By Linton Johnson email@example.com
The Elbert County Board of Commissioners held a work session Thursday and began discussions on whether to put a special purpose local option sales tax for transportation projects, known as a T-SPLOST, before the voters in the form of a referendum as early as next year.
County Administrator Bob Thomas told the commissioners the extra penny sales tax would bring in almost $1.9 million per year, and after sharing the revenue with the cities of Elberton and Bowman, the county would have $1.2 million to spend on the 400 miles of county-maintained paved roads.
”If this is something the commissioners want to move forward with, we really need to get to work on it,” Thomas said. “I’m not sure that we need to move so quick that we don’t give public input to it. That’s going to be a key component, is providing public input to it.”
The T-SPLOST referendum would be held in March or November of next year and would require approval by a majority of voters in the county. A list of proposed projects would be presented to the voters, and the tax would be levied for a five-year period.
Commissioner Chris Alexander said he believes voters would support a special sales tax for needed road repairs. “I think if we do it right like it ought to be done the first five years, I think they would see how instrumental it was, I think they would want to continue.”
Commissioner Horace Harper agreed. “Nobody wants a tax increase, but if they know every penny of that is going toward their roads in this county, I think they’d go along with it.”
Further discussion of the T-SPLOST proposal for Elbert County will be on the agenda for the commissioners’ regular monthly meeting Monday afternoon. Thomas also informed the board Thursday that the county’s share of state Local Maintenance and Improvement Grant funding for 2019 amounts to $646,014, which the county is required to match with an additional 30 percent expenditure.
In other business Thursday, the commissioners heard from Keep Elbert County Beautiful representatives Joe Ray and Bill Hood on their desire for stricter and better-publicized enforcement of littering and illegal dumping violations. Ray said the problem won’t be solved unless citizens are aware of the penalties being imposed on violators.
“Until people know that Elbert County is serious about trash, dumps, anything in the world on the side of the road, then these people are going to continue to do it,” Ray said. “Now, do all these people have money? Absolutely not, but that’s not an excuse. I mean, until we get the mindset changed – it’s not going to happen tomorrow. But one of the biggest things we can do is actually to start issuing some fines, publishing them in the paper, letting people know that we’re serious about this.”

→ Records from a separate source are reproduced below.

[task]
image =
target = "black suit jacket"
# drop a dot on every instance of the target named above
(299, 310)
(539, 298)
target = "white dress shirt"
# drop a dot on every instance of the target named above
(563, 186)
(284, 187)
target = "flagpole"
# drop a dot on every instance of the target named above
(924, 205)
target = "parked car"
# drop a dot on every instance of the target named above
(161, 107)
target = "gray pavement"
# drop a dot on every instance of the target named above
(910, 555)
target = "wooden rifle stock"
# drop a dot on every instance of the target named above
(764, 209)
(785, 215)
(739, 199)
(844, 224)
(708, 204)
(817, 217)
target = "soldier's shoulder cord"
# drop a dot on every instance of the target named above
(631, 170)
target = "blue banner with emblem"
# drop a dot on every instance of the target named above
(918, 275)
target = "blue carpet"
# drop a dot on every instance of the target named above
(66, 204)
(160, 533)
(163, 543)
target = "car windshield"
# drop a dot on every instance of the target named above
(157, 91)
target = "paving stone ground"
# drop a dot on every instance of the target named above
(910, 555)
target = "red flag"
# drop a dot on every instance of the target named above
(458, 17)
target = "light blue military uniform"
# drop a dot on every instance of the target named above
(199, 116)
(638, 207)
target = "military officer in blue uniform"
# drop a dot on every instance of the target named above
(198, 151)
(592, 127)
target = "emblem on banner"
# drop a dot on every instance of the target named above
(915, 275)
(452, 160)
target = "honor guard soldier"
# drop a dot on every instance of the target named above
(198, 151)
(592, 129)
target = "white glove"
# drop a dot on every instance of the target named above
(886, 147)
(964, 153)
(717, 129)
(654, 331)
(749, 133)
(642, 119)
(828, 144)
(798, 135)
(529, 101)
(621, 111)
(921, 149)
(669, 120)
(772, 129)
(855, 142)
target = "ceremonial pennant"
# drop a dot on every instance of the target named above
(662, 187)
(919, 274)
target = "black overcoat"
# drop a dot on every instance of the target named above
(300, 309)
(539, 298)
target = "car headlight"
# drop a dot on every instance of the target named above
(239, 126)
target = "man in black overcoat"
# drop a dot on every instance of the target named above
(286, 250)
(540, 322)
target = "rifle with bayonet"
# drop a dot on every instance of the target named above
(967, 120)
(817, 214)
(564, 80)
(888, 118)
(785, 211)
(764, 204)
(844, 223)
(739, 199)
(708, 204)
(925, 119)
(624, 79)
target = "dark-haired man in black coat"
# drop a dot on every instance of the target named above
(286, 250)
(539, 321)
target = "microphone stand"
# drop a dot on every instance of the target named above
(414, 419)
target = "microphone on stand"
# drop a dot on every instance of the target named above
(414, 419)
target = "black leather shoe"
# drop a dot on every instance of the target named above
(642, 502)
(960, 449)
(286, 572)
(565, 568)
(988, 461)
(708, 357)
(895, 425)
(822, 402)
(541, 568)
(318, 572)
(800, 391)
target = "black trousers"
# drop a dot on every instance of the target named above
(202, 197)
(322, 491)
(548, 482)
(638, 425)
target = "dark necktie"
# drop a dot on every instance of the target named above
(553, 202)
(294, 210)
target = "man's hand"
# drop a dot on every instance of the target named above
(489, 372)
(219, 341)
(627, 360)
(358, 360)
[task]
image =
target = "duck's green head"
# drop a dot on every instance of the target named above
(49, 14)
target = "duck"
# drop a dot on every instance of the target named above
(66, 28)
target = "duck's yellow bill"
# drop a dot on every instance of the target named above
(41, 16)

Among the suggestions discussed for consideration by the commissioners is a monthly report on violations, citations and fines to be published in the local news media.
Carla Patten of the local Humane Society appeared before the commissioners to discuss recommendations for animal control in the county. Thomas said beginning Dec. 1, animal control will be separated from the county’s code enforcement department and be handled by the Elbert County Sheriff’s Office with two people assigned to animal control full-time, with additional support from sheriff’s deputies.
The commissioners were also informed that Jim Purcell has resigned from the Elbert County Board of Assessors, and Thomas asked commissioners to consider nominations for Purcell’s successor.